Let $H$ be a non-seperable Hilbert space. Show that every compact operator $T: H \rightarrow H$ has non-separable kernel.
Since $T$ is compact them the image of the unity ball should have compact closure. This doesn't tell me anything about the kernel. Maybe I should assume the kernel is separable and prove somehow that the entire space is separable? I couldn't proceed from here.

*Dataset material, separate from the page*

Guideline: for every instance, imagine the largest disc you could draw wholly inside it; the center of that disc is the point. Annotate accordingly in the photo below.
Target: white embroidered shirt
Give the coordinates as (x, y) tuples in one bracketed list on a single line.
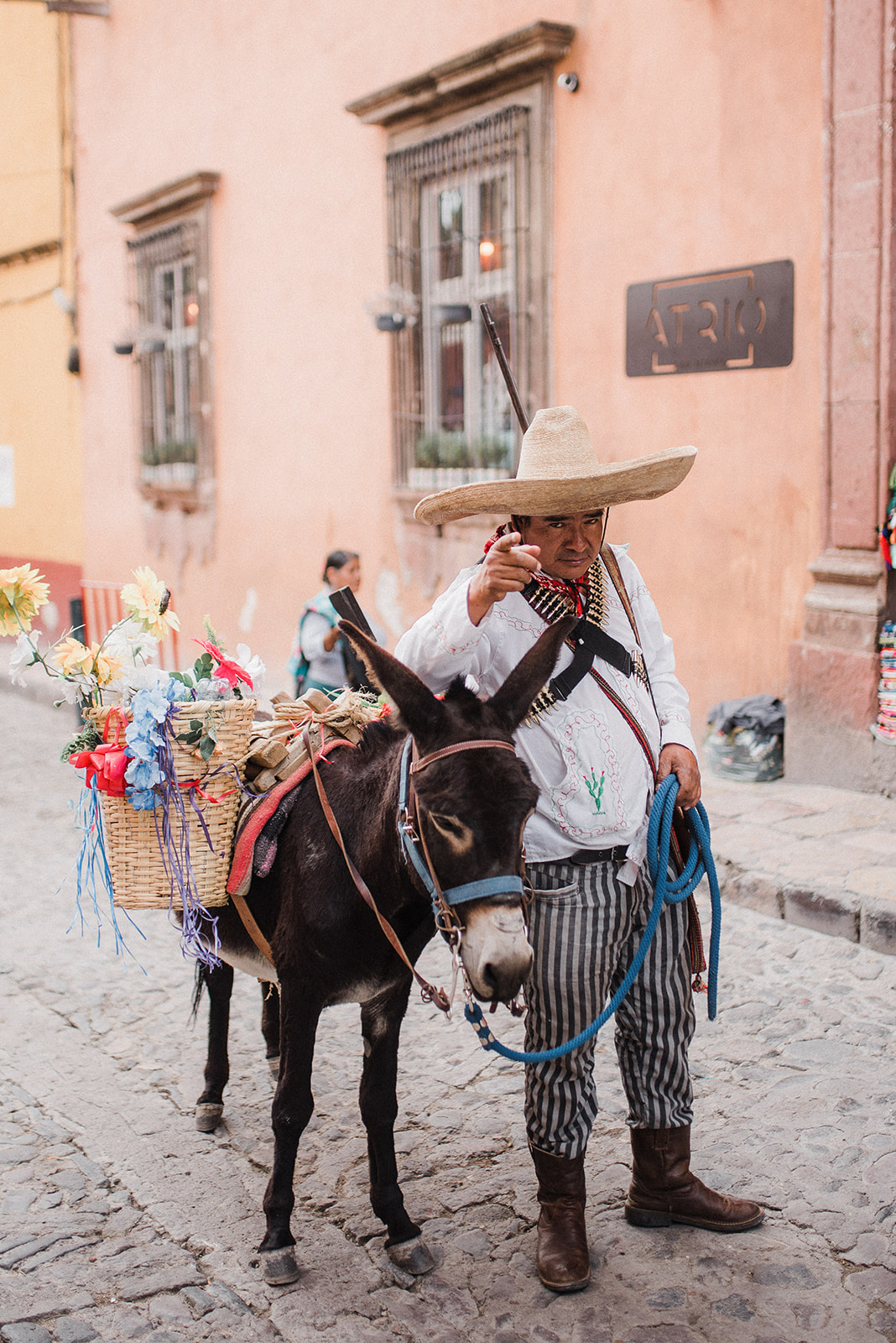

Since $\ker T = \ker T^* T$ we may assume that $T$ is additionally self-adjoint. Hence we have $$T = \sum_{k=1}^\infty \lambda_k P_k$$ where $\{P_k\}$ are finite rank pairwise orthogonal projections. In particular, $\operatorname{Ran}T$ has a countable orthonormal basis which can be constructed using orthonormal bases for $\operatorname{Ran}P_k$ and so it follows that $\operatorname{Ran}T$ and hence $\overline{\operatorname{Ran}T}$ are separable. Since $$H = \ker T \oplus \overline{\operatorname{Ran}T}$$ this implies that $\ker T$ must be inseparable since a direct sum of separable spaces is separable.
To prove that the orthogonal projections $P_k$ in $T$'s spectral decomposition are finite-rank operators (part of the "spectral theorem"), you actually need to know that $\overline{\operatorname{ran}(T)}$ is separable. Here is another proof of this fact without using the spectral theorem.
If we assume the existence of a "compact normal operator $T$ on a Hilbert space $\mathcal{H}$", then automatically $\mathcal{H} = \operatorname{ker}(T) \oplus \overline{\operatorname{ran}(T)}$, where $T$ vanishes on $\operatorname{ker}(T)$, and $\overline{\operatorname{ran}(T)}$ is separable. Therefore we can reduce the proof of the spectral theorem to the case where $\mathcal{H}$ is separable.
(If anyone thinks this should rather be a comment: I'll be happy if you can my answer to the comments above, sorry I don't have enough reputation.)